Даа, со светом у них тут напряженка. Свечей не палят, жгут лучину. Кина точно не покажут. Где–то недалеко кто–то перебирал струны гуслей и незатейливо вещал о вещем Олеге. Себе что ли попробовать сыграть и спеть. Маялся я этой дурью в том мире, девки млели, и я по одной их скрадывал. Полезное надо сказать умение. Гитара была хорошая, играл я по деревенским мерам как Маэстро, мог и испанскую мелодию наиграть.
— Пойду я деда, гляну как там люди, послушаю гусляра.
— Иди внучок, дело твое молодое, посмотри, послушай, гусляр у нас хороший песен много знает. Жить, и спать будешь у меня, Добродей дождётся тебя и покажет светёлку.

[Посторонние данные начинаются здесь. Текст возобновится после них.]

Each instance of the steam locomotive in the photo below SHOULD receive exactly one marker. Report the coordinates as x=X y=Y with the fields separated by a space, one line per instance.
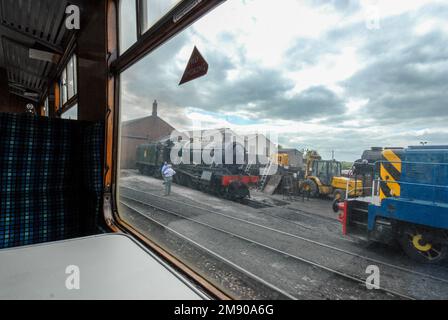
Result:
x=226 y=179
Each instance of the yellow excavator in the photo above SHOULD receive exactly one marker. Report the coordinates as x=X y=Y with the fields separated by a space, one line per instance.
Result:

С тем пожелав друг другу, доброй ночи разошлись. А я побрёл на звук гуслей и свет небольшого костра. Небольшая группа молодёжи сидела вкруг старенького деда, который перебирая струны гуслей, закрыв глаза, речитативом пел о походах и победах. Но вот он закончил очередную песнь, и я набравшись наглости попросил.